Lately, I’ve just been craving blue cheese. Maybe it’s a sign of my palate ‘maturing’, or maybe my body is craving some mold – obviously I haven’t inhaled enough during the damp English winter. But blue cheese has been on my mind and I’m always in the mood for a burger, so a blue cheese burger seemed the obvious solution. The addition of bacon needs no explanation, it just makes everything better.
In one of last summer’s Olive magazines was a burger recipe which has now become my standard burger mix. It is beautiful in its simplicity and it consistently yields delicious results. These burgers taste beefy, which I think you’ll agree is important, they have just the right amount of additions to enhance the flavor of the meat without overpowering it, they are juicy and, equally important, the mix takes about five minutes to make. It has some obvious ingredients – Worcestershire sauce, grated shallot (much better than onion, can I just say) – but also some that don’t necessarily spring to mind like Dijon mustard. The recipe also has a great burger sauce recipe which I didn’t use for these burgers, but come summer I’ll slap it on every available edible surface. It is ketchup, Dijon, mayonnaise, gherkins and shallot! ike a slightly nicer version of Thousand Island dressing, heaven.
While I didn’t think that burger sauce would work with the blue cheese, I also didn’t think mayonnaise would do justice to this burger, so I decided to make tomato jam – blue cheese, cheeseboard, chutney, tomato jam. Obvious train of thought. I followed a Bon Appetit recipe, but it just turned out like tomato sauce rather than jam – in fact I made spaghetti with it the next day, so let’s not kid ourselves, it was tomato sauce. It didn’t quite have the consistency I was after, although it tasted good on the burger. I think some sort of really intense, savory chutney would be great on this to cut through the blue cheese hum.

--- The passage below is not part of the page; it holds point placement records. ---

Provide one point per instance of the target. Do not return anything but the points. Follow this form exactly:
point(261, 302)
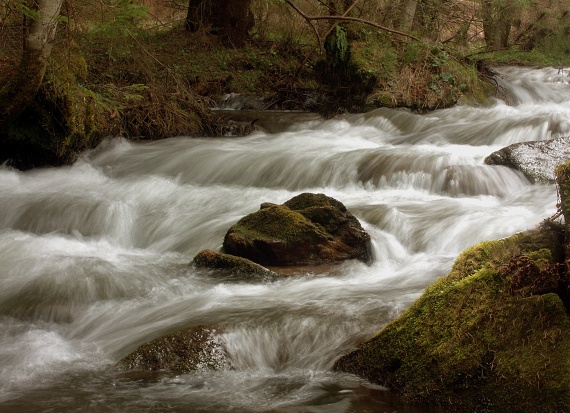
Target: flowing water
point(94, 257)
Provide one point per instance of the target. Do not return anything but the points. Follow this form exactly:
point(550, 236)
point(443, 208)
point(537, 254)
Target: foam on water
point(94, 257)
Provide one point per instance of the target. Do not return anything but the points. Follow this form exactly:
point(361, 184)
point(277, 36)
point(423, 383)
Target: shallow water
point(94, 257)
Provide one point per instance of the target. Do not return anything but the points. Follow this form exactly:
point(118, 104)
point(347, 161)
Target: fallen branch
point(351, 19)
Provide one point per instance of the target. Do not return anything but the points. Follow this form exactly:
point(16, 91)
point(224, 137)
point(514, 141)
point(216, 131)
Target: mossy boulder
point(308, 229)
point(483, 338)
point(194, 349)
point(231, 265)
point(537, 160)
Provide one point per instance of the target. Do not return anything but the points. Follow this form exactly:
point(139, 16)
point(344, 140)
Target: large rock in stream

The blue cheese I used was Cambozola, which I hadn’t heard of before, but seemed to be a mixture of Camembert and Gorgonzola, which sounds like a match made in heaven. My husband, who is not quite as big a blue cheese fan, thought it was ‘strong’ on the blue front, but it was very mild and creamy and melted really well just being on top of the hot burger.
The bacon didn’t make the whole thing too salty, helped by the acidity of the tomato ‘jam’ and the fact that the blue wasn’t particularly strong I think. It was a tasty burger and it kicked my blue cheese craving, for the moment at least.